Alors disons-le tout net : c’est long, très long. La future opérée part pour la clinique à 13 h mais n’est opérée qu’au moins deux heures plus tard. L’opération dure cinq ou six heures – ici, ce fut six heures largement comptées. Le réveil peut être très lent : ici, près de trois heures.  On obtient par téléphone des informations minimales : dans mon cas, on m’a seulement dit qu’elle était réveillée, et dans mon émotion je n’arrivais même plus à demander « Is she fine ? », ce qui est pourtant d’une simplicité élémentaire : je répétais : « Is she well ? », ce qui ne veut rien dire, et on me répondait seulement : « she is awaked now ».  Et même si on est la compagne de l’opérée, on ne peut la voir que le lendemain, en début d’après-midi.

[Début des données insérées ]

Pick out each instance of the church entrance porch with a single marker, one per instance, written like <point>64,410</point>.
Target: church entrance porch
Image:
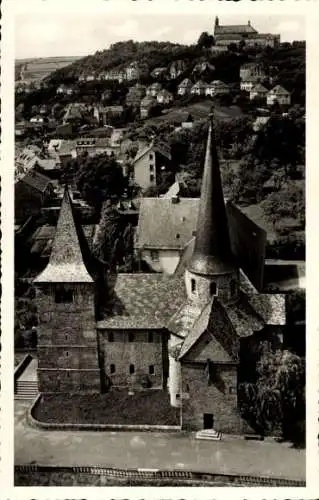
<point>208,421</point>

Tout cela m’a passablement stressée. Il faut donc savoir que l’activité de la clinique, centrée sur l’opérée et son opération, fait peu de cas de l’entourage, qui n’est pas personna grata sur les lieux. J’avais accompagné ma future opérée pour sa visite médicale, le premier jour ; on lui avait proposé un café, pas à moi. Je ne sais pas si les brunes comptent pour des prunes mais les accompagnateurs comptent pour du beurre !

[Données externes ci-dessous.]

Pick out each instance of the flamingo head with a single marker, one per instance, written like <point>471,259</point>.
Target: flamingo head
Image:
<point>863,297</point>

Faut-il pour autant renoncer à accompagner une personne à Bangkok ? je crois que non. Il faut savoir que tout ce qui tourne autour de la clinique tient l’accompagnateur très à l’écart, encore que j’ai le droit, à présent, d’aller voir mon opérée l’après-midi aussi longtemps qu’elle voudra (hier ma visite était contingentée à une heure max). Pour le reste, l’accompagnateur reste utile : on est plus fortes à deux devant Bangkok si on n’est jamais allées en Asie, moins fragiles devant la mégalopole ! On est utile en cas de malaise vagal (cela peut arriver avec la purge pré-opératoire qui se fait à l’hôtel, c’est arrivé dans le cas de ma compagne et heureusement, comme j’en avais l’expérience car elle est sujette à ce genre de problème à vrai dire assez rare, je n’ai pas paniqué. On ne nous avait rien dit à ce sujet, je pense qu’il vaudrait mieux être prévenue quand même).

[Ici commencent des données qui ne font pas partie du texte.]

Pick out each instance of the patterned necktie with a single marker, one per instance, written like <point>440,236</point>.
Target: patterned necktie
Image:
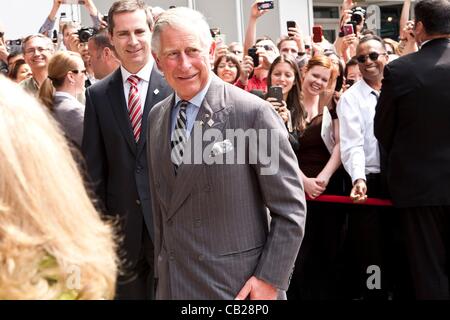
<point>179,135</point>
<point>134,106</point>
<point>375,94</point>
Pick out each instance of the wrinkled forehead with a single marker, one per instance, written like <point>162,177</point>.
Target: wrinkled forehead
<point>369,46</point>
<point>38,42</point>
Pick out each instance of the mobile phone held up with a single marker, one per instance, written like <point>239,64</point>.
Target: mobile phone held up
<point>275,92</point>
<point>72,1</point>
<point>265,5</point>
<point>290,24</point>
<point>348,29</point>
<point>317,34</point>
<point>252,53</point>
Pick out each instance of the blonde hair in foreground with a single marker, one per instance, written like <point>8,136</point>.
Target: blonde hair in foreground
<point>45,211</point>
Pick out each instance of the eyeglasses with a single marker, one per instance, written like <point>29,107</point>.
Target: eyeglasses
<point>78,71</point>
<point>373,56</point>
<point>31,51</point>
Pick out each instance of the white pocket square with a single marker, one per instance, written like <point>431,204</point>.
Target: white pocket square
<point>221,147</point>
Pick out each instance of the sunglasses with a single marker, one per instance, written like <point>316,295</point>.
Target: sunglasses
<point>373,56</point>
<point>78,71</point>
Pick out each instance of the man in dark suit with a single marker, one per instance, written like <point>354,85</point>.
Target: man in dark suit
<point>212,235</point>
<point>114,142</point>
<point>412,125</point>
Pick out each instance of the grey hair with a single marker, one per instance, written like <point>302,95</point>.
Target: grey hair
<point>181,18</point>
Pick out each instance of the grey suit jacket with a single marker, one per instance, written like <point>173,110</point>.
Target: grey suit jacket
<point>70,115</point>
<point>211,224</point>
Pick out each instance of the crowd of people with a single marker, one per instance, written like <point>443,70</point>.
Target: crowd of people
<point>100,198</point>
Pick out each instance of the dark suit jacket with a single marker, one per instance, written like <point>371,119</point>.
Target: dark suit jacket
<point>412,123</point>
<point>211,223</point>
<point>117,166</point>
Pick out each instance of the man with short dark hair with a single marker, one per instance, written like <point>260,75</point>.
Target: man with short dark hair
<point>361,159</point>
<point>114,142</point>
<point>412,124</point>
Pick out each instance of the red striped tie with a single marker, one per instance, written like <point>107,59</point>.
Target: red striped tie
<point>134,106</point>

Avec une compagne, la future opérée est moins solitaire à l’hôtel. Certes, nous avons eu la chance de rencontrer une Allemande qui se faisait opérer la poitrine mais les occasions de parler à quelqu’un sont quand même très rares : le Dusit Princess est un hôtel magnifique et luxueux mais les opérées et futures opérées du docteur C* ne constituent pas une clientèle repérée, elles sont très peu nombreuses, le docteur ne pouvant opérer tout le monde en même temps. A l’hôtel le personnel n’est pas du tout au courant de tout cela et il faut s’expliquer pesamment (que l’une part, que l’autre reste…). Nous étions « seules » ; il est possible que sur la longue période de convalescence qui l’attend à présent, mon opérée trouve quelqu’un d’autre avec qui échanger, mais elle peut très bien se retrouver très solitaire tout aussi bien. C’est une expérience riche mais éprouvante, être deux n’est pas un luxe. Pour ma part je dois rentrer travailler, mon opérée restera donc seule quelque temps. Ai-je choisi la meilleure période pour l’accompagner, compte tenu de ma vie professionnelle et de ma faible disponibilité ? Aurait-il mieux valu venir plus tard, pendant sa convalescence à l’hôtel ? Je ne sais. Il faudrait là-dessus confronter des expériences !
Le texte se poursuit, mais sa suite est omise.